An age of innovation is evident in this beautifully functional anorak parka. First let’s talk about the fabric choice. While Gore-Tex had been around for over a decade by 1980, commercial use didn’t really begin until 1976. So at the time of this parkas’ manufacture, the breathable, waterproof fabric was still new to consumers and just beginning to overtake old standards like rip-stop nylon, 60/40 and other poly cotton blends as go-to shell materials. The early version of Gore-Tex used here is much thicker than what we know today, and actually has a weight closer to 60/40. The white label found in the hood, an early commercial example (earlier versions were white on black), has what I believe to be a month and year of manufacture on the back side.

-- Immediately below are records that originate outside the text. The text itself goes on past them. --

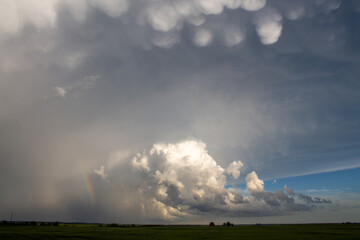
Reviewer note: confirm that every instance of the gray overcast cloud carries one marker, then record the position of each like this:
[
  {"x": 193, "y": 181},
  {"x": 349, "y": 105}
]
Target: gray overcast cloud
[{"x": 126, "y": 102}]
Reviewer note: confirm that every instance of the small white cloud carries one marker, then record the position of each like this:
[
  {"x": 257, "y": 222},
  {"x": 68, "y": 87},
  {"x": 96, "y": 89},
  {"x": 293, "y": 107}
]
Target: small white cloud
[
  {"x": 268, "y": 26},
  {"x": 165, "y": 40},
  {"x": 87, "y": 82},
  {"x": 60, "y": 91},
  {"x": 249, "y": 5},
  {"x": 113, "y": 8},
  {"x": 295, "y": 13},
  {"x": 233, "y": 36},
  {"x": 163, "y": 17},
  {"x": 234, "y": 169},
  {"x": 253, "y": 183},
  {"x": 211, "y": 7},
  {"x": 203, "y": 37},
  {"x": 101, "y": 172}
]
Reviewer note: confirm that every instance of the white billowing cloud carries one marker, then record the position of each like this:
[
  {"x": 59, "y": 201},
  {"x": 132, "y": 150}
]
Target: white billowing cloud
[
  {"x": 182, "y": 179},
  {"x": 202, "y": 37},
  {"x": 234, "y": 169},
  {"x": 253, "y": 183},
  {"x": 60, "y": 91},
  {"x": 268, "y": 25}
]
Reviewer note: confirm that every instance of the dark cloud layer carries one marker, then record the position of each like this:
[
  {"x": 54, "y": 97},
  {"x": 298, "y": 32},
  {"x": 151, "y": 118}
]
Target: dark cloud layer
[{"x": 271, "y": 83}]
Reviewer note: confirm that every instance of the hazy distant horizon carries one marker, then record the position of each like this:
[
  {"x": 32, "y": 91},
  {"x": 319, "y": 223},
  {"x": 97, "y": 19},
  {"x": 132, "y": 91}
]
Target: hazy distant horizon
[{"x": 180, "y": 111}]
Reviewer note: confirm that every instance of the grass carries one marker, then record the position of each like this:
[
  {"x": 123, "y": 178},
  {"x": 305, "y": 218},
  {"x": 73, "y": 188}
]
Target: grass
[{"x": 308, "y": 231}]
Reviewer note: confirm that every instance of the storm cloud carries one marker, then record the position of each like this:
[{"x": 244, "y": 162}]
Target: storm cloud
[{"x": 270, "y": 87}]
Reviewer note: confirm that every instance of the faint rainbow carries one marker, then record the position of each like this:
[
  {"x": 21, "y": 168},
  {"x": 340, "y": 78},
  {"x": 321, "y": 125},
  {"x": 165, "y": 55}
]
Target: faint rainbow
[{"x": 89, "y": 186}]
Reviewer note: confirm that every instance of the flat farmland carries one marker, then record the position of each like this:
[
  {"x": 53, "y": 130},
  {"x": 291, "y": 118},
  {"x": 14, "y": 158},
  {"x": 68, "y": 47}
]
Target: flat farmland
[{"x": 83, "y": 231}]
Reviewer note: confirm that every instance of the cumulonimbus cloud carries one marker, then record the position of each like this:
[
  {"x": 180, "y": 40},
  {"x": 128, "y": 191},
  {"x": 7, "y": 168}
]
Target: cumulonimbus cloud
[{"x": 182, "y": 179}]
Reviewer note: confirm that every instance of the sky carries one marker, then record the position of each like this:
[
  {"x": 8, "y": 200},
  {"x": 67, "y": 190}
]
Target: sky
[{"x": 180, "y": 111}]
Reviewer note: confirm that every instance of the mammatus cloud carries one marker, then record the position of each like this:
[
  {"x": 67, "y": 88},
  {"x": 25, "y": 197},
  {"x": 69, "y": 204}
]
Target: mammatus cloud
[{"x": 60, "y": 91}]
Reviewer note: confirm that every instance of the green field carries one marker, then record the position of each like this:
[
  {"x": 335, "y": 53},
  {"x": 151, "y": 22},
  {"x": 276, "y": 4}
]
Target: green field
[{"x": 303, "y": 232}]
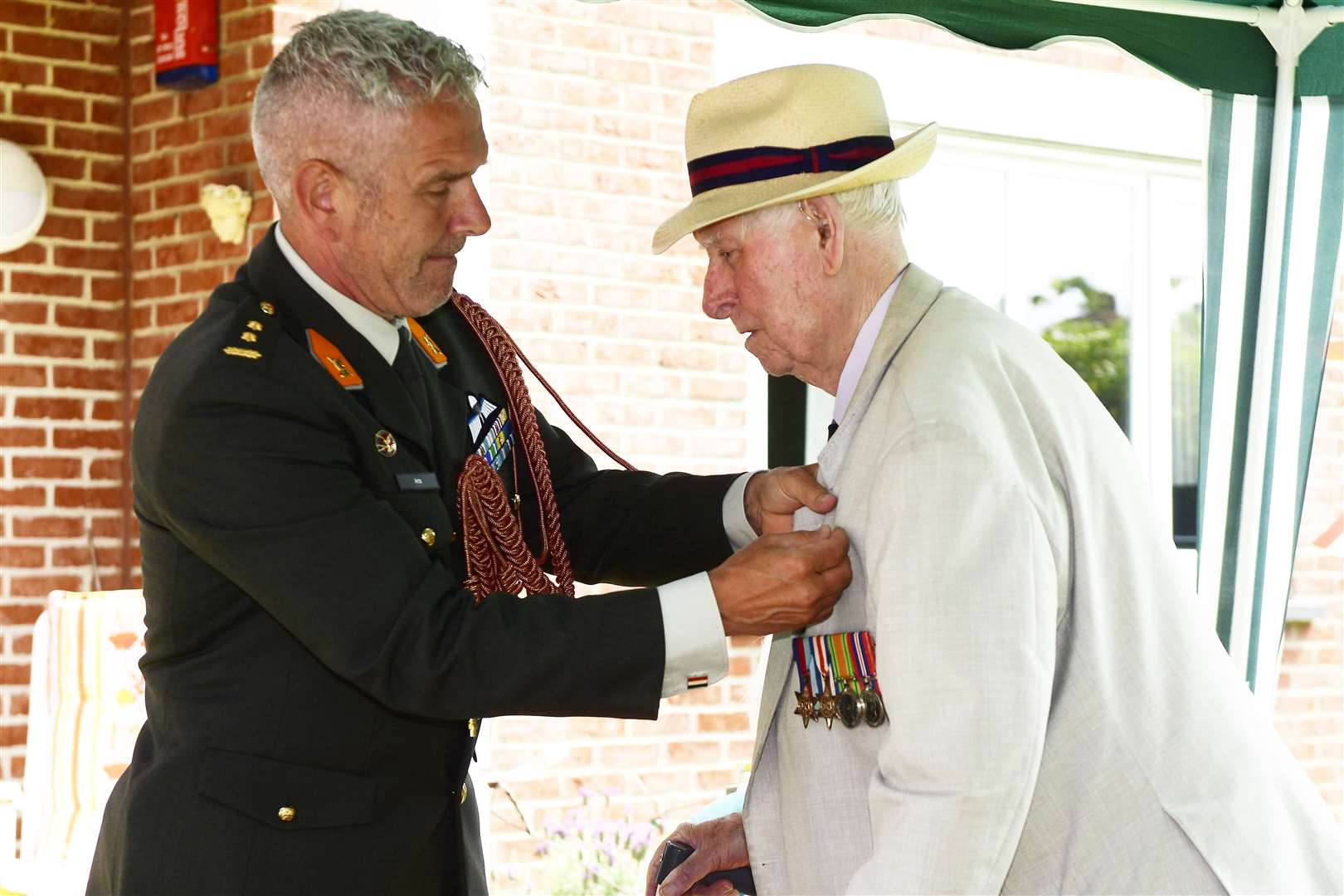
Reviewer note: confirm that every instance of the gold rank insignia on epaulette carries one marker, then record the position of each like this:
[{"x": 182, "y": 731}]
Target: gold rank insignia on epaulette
[
  {"x": 431, "y": 351},
  {"x": 249, "y": 334},
  {"x": 334, "y": 362}
]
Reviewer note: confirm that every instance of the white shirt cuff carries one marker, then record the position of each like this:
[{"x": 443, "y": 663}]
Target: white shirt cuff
[
  {"x": 735, "y": 514},
  {"x": 695, "y": 648}
]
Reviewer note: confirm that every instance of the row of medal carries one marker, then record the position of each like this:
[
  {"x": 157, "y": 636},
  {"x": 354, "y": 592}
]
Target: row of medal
[{"x": 838, "y": 680}]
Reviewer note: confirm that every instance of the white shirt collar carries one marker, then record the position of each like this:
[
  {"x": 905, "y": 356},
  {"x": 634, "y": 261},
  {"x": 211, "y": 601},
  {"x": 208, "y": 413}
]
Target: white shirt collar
[
  {"x": 382, "y": 334},
  {"x": 863, "y": 344}
]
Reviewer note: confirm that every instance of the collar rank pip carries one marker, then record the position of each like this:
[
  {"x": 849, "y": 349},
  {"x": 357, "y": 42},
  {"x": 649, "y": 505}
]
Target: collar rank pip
[
  {"x": 431, "y": 351},
  {"x": 249, "y": 336},
  {"x": 838, "y": 680},
  {"x": 325, "y": 353}
]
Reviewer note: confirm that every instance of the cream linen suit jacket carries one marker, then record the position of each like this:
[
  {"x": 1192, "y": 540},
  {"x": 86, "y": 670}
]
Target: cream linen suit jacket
[{"x": 1060, "y": 716}]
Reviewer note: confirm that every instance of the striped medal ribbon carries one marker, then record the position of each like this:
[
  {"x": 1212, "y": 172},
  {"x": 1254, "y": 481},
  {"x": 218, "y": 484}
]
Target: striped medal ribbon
[{"x": 838, "y": 680}]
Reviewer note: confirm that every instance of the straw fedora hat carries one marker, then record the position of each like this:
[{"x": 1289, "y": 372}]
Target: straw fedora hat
[{"x": 786, "y": 134}]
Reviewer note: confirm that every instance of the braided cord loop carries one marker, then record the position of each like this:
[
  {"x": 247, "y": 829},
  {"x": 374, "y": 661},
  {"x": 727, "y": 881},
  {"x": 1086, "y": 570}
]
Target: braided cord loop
[{"x": 498, "y": 559}]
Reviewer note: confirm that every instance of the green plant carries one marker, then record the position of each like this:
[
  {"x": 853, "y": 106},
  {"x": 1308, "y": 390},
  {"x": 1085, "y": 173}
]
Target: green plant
[
  {"x": 592, "y": 853},
  {"x": 1096, "y": 344}
]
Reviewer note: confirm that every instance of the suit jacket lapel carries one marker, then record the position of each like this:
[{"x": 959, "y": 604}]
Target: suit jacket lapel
[
  {"x": 300, "y": 308},
  {"x": 912, "y": 303}
]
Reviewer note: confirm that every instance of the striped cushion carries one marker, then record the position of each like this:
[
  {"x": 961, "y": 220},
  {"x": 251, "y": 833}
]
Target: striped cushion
[{"x": 85, "y": 711}]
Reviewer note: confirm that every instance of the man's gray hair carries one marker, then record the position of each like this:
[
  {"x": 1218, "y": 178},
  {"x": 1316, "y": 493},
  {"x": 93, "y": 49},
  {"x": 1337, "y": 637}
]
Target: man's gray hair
[
  {"x": 368, "y": 63},
  {"x": 874, "y": 210}
]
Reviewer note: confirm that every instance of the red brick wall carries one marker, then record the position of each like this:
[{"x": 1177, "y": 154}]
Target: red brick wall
[
  {"x": 1309, "y": 704},
  {"x": 61, "y": 329},
  {"x": 585, "y": 117}
]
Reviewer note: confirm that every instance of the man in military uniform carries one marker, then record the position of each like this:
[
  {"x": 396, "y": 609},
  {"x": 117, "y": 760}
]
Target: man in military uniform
[{"x": 335, "y": 469}]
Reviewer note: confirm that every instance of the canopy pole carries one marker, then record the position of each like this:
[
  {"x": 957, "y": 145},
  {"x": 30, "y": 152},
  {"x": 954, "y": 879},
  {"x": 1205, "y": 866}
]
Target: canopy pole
[{"x": 1289, "y": 30}]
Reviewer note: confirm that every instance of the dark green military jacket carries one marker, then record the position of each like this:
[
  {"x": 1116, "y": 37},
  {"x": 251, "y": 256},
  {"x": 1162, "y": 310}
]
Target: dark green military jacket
[{"x": 312, "y": 657}]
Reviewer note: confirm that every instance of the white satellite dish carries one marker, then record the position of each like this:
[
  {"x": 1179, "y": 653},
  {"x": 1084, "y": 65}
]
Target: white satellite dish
[{"x": 23, "y": 197}]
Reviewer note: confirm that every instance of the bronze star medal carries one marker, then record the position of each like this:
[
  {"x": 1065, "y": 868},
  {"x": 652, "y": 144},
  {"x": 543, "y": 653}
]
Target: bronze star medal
[
  {"x": 806, "y": 707},
  {"x": 827, "y": 704}
]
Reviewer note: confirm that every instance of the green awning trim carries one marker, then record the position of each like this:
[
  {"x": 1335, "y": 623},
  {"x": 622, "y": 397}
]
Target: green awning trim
[{"x": 1226, "y": 56}]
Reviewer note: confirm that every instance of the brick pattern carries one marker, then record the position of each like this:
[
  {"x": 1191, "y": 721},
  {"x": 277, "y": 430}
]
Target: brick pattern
[
  {"x": 585, "y": 112},
  {"x": 587, "y": 121},
  {"x": 182, "y": 141},
  {"x": 1309, "y": 704},
  {"x": 61, "y": 331}
]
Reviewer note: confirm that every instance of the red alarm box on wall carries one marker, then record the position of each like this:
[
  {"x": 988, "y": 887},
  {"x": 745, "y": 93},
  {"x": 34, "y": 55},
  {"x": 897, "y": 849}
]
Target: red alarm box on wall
[{"x": 186, "y": 43}]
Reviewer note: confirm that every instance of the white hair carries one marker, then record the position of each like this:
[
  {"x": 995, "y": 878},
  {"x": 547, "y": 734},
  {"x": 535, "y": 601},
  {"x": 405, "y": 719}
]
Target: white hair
[
  {"x": 339, "y": 80},
  {"x": 874, "y": 210}
]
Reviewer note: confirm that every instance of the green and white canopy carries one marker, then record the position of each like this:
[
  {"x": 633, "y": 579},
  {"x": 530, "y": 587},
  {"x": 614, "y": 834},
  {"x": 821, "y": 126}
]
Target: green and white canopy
[{"x": 1276, "y": 201}]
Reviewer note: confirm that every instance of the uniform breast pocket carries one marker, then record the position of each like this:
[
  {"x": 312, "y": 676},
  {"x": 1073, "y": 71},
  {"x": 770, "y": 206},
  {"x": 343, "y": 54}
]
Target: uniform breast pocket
[{"x": 285, "y": 796}]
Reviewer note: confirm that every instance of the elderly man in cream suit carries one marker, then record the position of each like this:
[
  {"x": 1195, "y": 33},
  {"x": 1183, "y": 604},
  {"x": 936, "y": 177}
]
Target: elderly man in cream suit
[{"x": 1058, "y": 718}]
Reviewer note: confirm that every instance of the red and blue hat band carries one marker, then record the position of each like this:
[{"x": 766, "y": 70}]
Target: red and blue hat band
[{"x": 767, "y": 163}]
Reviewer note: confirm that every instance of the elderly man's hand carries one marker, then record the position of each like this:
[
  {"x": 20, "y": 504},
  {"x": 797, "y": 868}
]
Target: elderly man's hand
[
  {"x": 782, "y": 582},
  {"x": 719, "y": 844},
  {"x": 773, "y": 496}
]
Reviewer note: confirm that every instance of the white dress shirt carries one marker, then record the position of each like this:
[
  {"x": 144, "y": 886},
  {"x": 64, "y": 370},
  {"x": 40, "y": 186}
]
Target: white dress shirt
[
  {"x": 693, "y": 633},
  {"x": 862, "y": 349}
]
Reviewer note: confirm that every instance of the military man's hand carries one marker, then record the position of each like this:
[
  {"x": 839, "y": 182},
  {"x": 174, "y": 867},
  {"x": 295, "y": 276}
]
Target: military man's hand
[
  {"x": 782, "y": 582},
  {"x": 773, "y": 496},
  {"x": 719, "y": 844}
]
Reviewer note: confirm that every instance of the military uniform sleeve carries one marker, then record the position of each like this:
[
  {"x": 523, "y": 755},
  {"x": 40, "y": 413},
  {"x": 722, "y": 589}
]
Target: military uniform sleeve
[
  {"x": 254, "y": 473},
  {"x": 636, "y": 528}
]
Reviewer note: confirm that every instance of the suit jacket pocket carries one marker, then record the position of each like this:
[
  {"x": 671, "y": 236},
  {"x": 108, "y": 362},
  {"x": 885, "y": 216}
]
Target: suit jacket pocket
[{"x": 273, "y": 791}]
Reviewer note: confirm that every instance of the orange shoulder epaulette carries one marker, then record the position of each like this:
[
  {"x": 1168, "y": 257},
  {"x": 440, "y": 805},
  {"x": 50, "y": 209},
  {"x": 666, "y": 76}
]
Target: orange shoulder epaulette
[
  {"x": 431, "y": 351},
  {"x": 334, "y": 362}
]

I have never fully authenticated this theory, but after years of looking at these labels and comparing to catalogs and other resources, it seems to line up. The markings seen on this label are IV/82, or April, 1982. The practice of this dating on the backside of labels also appears to continue in the early black version of the Gore-Tex Label.
This parka featured fully taped seams inside. While most of the glue holding these in place has broken down and the loose strips removed, some remain as evidence of TNF’s commitment to building an advance take on an old design and getting the most out of this revolutionary fabric. The design intentionally avoids seams at the shoulders to further improve the overall waterproof effectiveness.
The closures on this parka get an upgrade in the form of the custom TNF zipper pulls. While The North Face embossed snaps had been around for probably a decade at this point, the proprietary zipper pulls are a new add. If we look at the back of the zipper head, we can see that the zipper is Manufactured by YKK. My guess is that custom zipper pulls offered YKK a great way to expand their business, attract customers and gain the dominance over the industry they have today. Prior to this time, there seemed to be a handful of zipper makers used in outdoor gear such as Talon and Coats and Clark or C&C. I am a little surprised the Fastex cord locks at the hood and waist drawstring are not The North Face labeled, but those were not too far off from this time period.
Maybe one of the biggest differences a vintage TNF fan will notice is the label update. Up to now there have been a few minor variations of the brown logo on white background, but now we’re looking at a white logo on navy background. This parka features only one small sleeve logo I think in an effort to preserve the integrity of the Gore-Tex being used. The Gore-Tex label is carefully tucked away in a seam of the hood drawstring. A material tag inside the jacket is maybe for a reason, brown print on a white tag. Not long after this piece was made The North Face would introduce the Extreme series, which continued this trend of innovative designs and construction for outdoor sports.